Zero-Copy L0 Technical Specification

1. Shared Memory Allocation

L0 allocates a shared memory region at startup using POSIX shared memory primitives. The region is pre-allocated to a configurable size and memory-mapped into every process that attaches to it.

POSIX API
// 1. Create shared memory object
int fd = shm_open("/cachee-l0", O_CREAT | O_RDWR, 0600);
ftruncate(fd, region_size);

// 2. Memory-map with MAP_SHARED
void* region = mmap(NULL, region_size,
    PROT_READ | PROT_WRITE,
    MAP_SHARED,   // all processes see the same physical pages
    fd, 0);

// 3. Workers inherit mapping after fork() — no additional setup
        

Platform Support

Linux: shm_open + mmap. Shared memory objects live in /dev/shm (tmpfs). Memory is backed by RAM, not disk. Supports MAP_HUGETLB for 2MB huge pages when available.
macOS: shm_open + mmap. Functionally identical to Linux. Shared memory objects are managed by the kernel. No /dev/shm filesystem, but the API is the same.

Pre-Fork Model

When used with gunicorn or uvicorn, the master process allocates the shared memory region before forking workers. Each forked worker inherits the memory mapping via the standard fork() semantics — the child process has the same virtual-to-physical page mappings as the parent. No shm_open call is needed in the worker. The region is immediately accessible.

2. Data Layout

The shared memory region contains a fixed-size hash table using open addressing with linear probing. All data is stored inline — no pointers to heap-allocated memory, no indirection through process-local address spaces.

Slot Layout
struct L0Slot {
    state:      AtomicU8,       // 0=empty, 1=occupied, 2=tombstone
    key_len:    u16,            // key length in bytes (max 256)
    val_len:    u32,            // value length in bytes
    key_hash:   u64,            // pre-computed hash for fast comparison
    epoch:      AtomicU64,      // MVCC write epoch
    key:        [u8; MAX_KEY],  // key bytes, inline
    value:      [u8; MAX_VAL],  // value bytes, inline
}
// Total slot size: fixed, depends on MAX_KEY + MAX_VAL configuration
// Default: 256 (key) + 4096 (value) = ~4.4KB per slot
        

Design Decisions

Inline storage: Keys and values are stored directly in the slot, not as pointers. Pointers to heap memory are process-local and would be invalid in other processes. Inline storage ensures every process can read the data directly.
Open addressing: Linear probing with a fixed slot array. No linked lists (which would require heap pointers). Probe sequences are deterministic and cache-friendly.
Fixed slot size: Every slot is the same size regardless of actual key/value length. This wastes some memory for small values but ensures O(1) index-to-address calculation: address = base + (index * slot_size).
Pre-computed hash: The 64-bit hash is stored in the slot to avoid rehashing during probe sequences. Comparison is: check hash (fast integer compare), then check key bytes (only on hash match).
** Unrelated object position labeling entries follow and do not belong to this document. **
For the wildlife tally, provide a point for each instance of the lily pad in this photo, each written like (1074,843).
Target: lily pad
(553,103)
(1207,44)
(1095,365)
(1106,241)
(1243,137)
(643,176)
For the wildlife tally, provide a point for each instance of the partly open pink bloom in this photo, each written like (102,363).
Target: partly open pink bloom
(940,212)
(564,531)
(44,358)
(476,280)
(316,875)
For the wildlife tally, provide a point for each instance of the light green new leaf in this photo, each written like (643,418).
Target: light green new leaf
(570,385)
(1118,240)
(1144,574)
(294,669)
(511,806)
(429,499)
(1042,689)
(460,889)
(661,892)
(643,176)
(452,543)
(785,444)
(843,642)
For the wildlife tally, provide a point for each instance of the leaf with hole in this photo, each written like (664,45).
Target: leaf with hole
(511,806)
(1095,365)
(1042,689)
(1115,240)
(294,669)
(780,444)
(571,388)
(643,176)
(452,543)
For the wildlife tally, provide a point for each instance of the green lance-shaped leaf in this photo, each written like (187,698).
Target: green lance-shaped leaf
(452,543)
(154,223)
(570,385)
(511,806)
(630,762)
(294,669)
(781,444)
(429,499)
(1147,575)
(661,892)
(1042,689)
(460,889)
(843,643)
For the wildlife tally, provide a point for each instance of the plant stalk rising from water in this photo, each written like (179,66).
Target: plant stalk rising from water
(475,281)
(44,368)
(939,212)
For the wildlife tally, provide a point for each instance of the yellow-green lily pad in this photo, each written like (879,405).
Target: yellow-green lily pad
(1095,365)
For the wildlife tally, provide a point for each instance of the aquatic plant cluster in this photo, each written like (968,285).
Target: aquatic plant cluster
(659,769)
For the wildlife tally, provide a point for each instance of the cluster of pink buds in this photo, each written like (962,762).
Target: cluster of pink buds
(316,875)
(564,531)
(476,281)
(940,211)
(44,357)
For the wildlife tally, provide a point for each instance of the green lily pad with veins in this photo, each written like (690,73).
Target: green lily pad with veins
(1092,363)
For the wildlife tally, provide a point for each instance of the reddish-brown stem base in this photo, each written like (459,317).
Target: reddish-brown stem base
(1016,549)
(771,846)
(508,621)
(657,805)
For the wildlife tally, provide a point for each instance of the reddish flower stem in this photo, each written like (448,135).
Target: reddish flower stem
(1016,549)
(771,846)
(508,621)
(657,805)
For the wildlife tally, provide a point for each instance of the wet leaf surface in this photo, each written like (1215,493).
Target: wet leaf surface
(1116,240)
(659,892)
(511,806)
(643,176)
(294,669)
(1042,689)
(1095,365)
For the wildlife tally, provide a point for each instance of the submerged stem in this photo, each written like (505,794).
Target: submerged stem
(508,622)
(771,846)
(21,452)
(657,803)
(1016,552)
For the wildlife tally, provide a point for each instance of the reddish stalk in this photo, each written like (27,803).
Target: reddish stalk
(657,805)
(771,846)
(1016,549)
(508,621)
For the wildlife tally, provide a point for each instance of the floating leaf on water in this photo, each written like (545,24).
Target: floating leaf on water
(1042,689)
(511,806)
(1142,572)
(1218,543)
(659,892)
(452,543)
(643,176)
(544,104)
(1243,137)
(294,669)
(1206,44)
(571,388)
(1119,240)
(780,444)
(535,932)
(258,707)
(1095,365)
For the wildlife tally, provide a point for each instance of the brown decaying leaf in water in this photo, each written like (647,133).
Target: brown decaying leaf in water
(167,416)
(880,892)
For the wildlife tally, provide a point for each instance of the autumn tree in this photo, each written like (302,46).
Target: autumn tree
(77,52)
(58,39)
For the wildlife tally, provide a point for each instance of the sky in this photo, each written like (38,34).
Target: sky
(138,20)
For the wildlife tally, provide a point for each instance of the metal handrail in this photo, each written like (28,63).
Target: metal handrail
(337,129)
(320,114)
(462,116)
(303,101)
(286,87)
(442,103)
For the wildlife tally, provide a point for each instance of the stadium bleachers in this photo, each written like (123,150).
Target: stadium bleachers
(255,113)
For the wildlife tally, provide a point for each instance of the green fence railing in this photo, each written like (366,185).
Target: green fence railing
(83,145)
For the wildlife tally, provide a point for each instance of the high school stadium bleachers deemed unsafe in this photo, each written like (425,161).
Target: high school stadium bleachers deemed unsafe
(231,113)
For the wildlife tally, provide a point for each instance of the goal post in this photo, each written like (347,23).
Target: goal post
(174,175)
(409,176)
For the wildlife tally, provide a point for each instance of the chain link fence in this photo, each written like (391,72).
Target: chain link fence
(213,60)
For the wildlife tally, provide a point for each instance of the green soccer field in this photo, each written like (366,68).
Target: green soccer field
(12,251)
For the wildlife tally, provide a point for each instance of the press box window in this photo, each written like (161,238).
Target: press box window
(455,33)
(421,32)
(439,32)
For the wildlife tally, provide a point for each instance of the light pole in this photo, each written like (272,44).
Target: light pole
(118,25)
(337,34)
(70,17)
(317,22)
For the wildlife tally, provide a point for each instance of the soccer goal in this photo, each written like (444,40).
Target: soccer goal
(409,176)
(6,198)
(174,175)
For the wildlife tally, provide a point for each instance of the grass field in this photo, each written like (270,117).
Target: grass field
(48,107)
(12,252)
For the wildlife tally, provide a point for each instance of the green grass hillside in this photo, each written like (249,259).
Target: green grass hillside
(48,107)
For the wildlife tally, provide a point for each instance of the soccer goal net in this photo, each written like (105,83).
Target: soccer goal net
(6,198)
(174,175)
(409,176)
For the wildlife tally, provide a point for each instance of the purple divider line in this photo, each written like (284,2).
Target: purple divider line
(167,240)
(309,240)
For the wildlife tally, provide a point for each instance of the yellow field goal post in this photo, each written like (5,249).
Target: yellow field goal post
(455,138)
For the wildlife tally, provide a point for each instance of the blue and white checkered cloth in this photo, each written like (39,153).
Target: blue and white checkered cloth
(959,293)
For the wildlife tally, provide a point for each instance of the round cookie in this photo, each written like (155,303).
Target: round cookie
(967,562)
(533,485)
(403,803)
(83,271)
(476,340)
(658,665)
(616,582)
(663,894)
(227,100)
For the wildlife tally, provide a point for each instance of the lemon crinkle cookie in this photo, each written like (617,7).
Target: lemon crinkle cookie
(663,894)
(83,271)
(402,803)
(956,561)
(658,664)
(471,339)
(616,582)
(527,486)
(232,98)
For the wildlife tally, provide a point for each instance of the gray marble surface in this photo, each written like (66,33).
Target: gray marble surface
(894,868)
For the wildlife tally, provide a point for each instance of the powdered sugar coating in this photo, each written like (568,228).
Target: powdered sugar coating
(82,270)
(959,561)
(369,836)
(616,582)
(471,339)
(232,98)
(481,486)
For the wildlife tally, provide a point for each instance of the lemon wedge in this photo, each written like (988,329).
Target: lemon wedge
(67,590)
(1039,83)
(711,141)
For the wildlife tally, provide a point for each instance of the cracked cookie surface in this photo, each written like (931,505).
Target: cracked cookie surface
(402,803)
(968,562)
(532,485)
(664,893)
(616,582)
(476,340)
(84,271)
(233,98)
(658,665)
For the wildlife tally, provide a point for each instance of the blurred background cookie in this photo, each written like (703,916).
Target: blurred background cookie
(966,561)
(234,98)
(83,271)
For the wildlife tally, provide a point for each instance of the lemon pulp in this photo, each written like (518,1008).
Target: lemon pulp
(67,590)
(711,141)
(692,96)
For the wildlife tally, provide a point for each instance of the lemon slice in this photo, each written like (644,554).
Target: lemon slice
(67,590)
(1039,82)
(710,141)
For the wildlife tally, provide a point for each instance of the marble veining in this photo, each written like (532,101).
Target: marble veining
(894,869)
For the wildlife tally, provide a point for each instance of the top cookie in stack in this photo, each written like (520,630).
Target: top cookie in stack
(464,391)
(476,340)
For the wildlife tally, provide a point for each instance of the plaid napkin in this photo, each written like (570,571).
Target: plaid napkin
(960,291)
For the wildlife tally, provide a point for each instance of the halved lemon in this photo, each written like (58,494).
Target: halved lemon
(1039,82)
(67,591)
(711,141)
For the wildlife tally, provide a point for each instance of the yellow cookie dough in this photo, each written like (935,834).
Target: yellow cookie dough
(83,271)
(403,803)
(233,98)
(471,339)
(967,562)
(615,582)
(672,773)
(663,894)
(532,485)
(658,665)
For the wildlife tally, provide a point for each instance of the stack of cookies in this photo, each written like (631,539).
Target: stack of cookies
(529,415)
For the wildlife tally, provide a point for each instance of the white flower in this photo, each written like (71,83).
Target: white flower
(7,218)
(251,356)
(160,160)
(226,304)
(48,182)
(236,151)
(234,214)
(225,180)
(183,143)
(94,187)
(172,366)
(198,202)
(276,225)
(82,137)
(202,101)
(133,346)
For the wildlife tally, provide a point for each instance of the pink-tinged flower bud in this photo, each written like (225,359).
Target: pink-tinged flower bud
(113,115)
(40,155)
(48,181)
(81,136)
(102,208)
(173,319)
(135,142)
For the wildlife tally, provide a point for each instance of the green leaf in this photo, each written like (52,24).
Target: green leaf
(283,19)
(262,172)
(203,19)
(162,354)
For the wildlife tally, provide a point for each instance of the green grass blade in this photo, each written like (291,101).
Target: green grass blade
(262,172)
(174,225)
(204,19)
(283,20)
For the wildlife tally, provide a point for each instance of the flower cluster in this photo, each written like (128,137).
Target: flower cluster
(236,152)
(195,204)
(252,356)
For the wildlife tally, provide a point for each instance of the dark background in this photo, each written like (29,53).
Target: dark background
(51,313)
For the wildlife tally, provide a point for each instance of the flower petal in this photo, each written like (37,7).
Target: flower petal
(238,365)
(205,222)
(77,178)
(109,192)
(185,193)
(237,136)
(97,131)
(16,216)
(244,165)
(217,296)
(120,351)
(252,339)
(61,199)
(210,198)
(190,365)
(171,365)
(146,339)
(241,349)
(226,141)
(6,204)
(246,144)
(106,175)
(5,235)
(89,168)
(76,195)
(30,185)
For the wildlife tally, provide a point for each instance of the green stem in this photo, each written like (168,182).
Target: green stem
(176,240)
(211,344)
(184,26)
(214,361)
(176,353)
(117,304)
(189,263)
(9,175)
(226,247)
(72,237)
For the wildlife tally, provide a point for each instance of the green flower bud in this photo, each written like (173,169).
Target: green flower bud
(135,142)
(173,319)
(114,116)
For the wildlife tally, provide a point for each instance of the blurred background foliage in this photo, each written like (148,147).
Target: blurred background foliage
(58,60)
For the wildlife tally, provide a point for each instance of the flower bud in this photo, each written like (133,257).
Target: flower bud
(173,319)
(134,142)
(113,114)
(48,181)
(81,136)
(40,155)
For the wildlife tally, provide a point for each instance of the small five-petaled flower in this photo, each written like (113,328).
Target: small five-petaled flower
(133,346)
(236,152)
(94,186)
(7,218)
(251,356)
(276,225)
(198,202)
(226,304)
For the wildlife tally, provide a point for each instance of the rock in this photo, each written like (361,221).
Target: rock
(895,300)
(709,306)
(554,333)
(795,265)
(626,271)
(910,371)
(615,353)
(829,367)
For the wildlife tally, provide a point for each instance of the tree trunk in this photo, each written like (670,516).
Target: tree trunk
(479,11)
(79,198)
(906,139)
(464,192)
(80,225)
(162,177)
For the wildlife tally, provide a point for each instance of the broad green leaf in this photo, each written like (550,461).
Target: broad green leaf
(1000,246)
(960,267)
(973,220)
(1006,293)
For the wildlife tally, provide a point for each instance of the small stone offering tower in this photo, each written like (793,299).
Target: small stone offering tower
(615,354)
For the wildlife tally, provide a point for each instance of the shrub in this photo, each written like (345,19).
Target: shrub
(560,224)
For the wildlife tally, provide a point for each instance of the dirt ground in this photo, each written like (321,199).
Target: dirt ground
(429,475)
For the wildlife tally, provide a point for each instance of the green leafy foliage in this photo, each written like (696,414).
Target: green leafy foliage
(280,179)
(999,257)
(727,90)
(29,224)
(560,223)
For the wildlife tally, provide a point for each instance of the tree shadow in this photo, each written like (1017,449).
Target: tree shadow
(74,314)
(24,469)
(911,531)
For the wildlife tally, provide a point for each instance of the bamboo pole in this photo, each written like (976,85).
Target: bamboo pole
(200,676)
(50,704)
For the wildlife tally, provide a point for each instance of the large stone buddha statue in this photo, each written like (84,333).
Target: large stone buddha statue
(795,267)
Configuration	Slot Size	10M Slots	Use Case
Default (4KB values)	~4.4 KB	~44 GB	ML features, config values
Embeddings (64KB values)	~64.3 KB	~643 GB	Large embedding vectors
Small (512B values)	~0.8 KB	~8 GB	Counters, flags, small features

3. Read Path

The L0 read path is three operations with zero syscalls and zero memory copies:

Hash key: Compute the 64-bit hash of the key using the same hash function as L1 (xxHash3). This is a pure CPU operation.
Index into shared memory: slot_index = hash % num_slots. Linear probe from this index, comparing key_hash first, then key bytes on match. Address calculation: slot_ptr = base_addr + (slot_index * slot_size).
Return value: Read the value bytes directly from the slot. For standard get(), the bytes are copied to the caller. For get_numpy(), a NumPy array view is constructed that points directly to the value bytes in the slot — zero copy.

Why Sub-Nanosecond

The shared memory region is in the process's virtual address space. Accessing it is a pointer dereference, which resolves to a CPU cache line load. If the slot is in the L1 CPU cache (likely for hot features accessed frequently), the read completes in ~0.3ns. If it requires an L2/L3 cache hit, it is 0.5–0.8ns. There is no kernel transition, no context switch, no memory copy, and no function call beyond the hash computation.

Scenario	Latency	Notes
L1 CPU cache hit (hot feature)	~0.3ns	Slot data in L1 cache line
L2/L3 CPU cache hit	0.5–0.8ns	Slot data in L2/L3, no main memory access
Main memory (cold access)	~50–100ns	First access to a slot not in any CPU cache
Linear probe (collision)	+0.3–0.8ns per probe	Additional probes at 70% load factor

4. Write Path

Writes use MVCC atomic swap to ensure readers never see partial writes. The write path is designed so that readers are never blocked.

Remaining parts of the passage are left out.